Witnesses told Radio Garowe that Ethiopian troops and trucks crossed the border and set up a roadblock at the Kala-Beyr junction - a crossroads that connects southern Somalia to the semi-autonomous region of Puntland and Ethiopia.
Ethiopian officials denied the reports.
Ethiopia pulled its forces out in January, two years after it invaded to help kick out the Islamic Courts Union (ICU), an Islamist regime that controlled Mogadishu for six months.
However, Ethiopia said it reserved the right to send forces back in if if felt its security was threatened.
Somali insurgents have launched a major offensive against the government of President Sheikh Sharif Sheikh Ahmed, and the last 12 days have seen fierce fighting in Mogadishu and other parts of the country.
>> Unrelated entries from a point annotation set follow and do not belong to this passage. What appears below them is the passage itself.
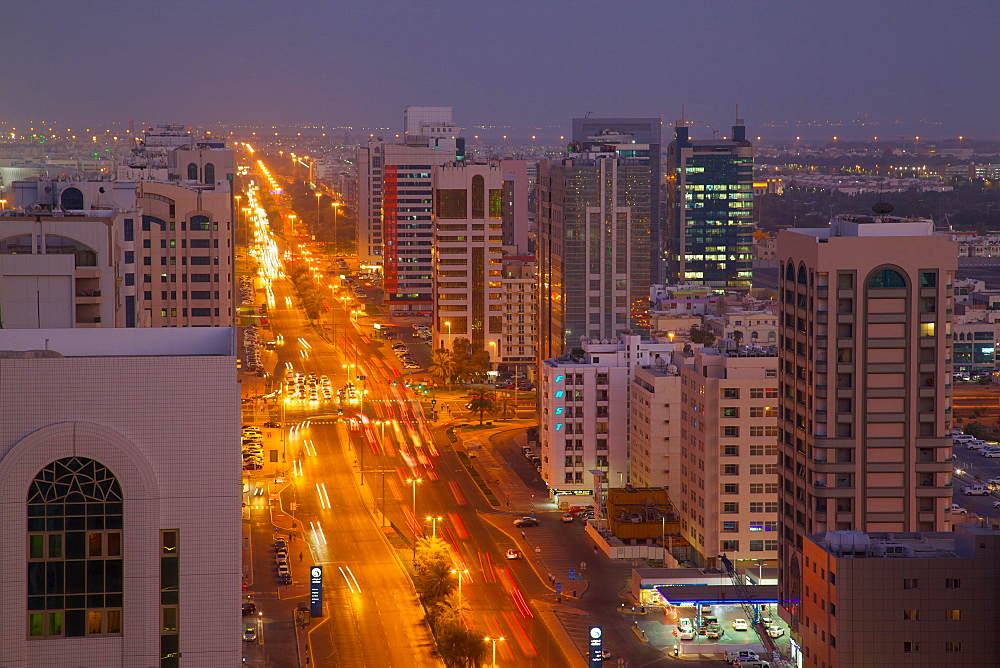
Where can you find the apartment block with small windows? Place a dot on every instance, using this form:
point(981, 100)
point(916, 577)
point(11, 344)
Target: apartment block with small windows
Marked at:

Main insurgent group al-Shabaab on Sunday took control of the strategic town of Jowhar, 90 kilometres north of Mogadishu, while allied group Hizbul Islam on Monday seized another town near Mogadishu.
Over 150 people, many of them civilians, have been killed in the fighting and hundreds more have been injured. Tens of thousands of civilians have also fled Mogadishu.
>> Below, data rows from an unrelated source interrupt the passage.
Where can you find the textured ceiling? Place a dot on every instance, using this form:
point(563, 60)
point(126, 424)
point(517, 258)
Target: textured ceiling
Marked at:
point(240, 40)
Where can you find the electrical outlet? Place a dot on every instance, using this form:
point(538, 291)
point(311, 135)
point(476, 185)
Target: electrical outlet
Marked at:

Sheik Sharif's government, propped up by 4,300 African Union peacekeepers from Uganda and Burundi, only controls small sections of Mogadishu, while the insurgents hold sway across much of Southern and Central Somalia.
The government received a boost on Sunday, however, when a leader of a faction of Hizbul Islam defected to the government side with his militia.
Sheikh Sharif has implemented sharia law and has been attempting to build bridges with the warring groups. However, the militants say he is too close to the West.
The president, who worked alongside many of the insurgents when the ICU briefly ruled Somalia, came to power earlier this year as part of a Western-backed peace process.
The insurgency, which was prompted by Ethiopia's invasion, has claimed the lives of around 16,000 people, mainly civilians.
The resultant insecurity has helped feed an explosion of piracy in the Gulf of Aden.
Somalia has been embroiled in chaos since the 1991 ouster of dictator Mohamed Siad Barre, and is widely regarded as a failed state.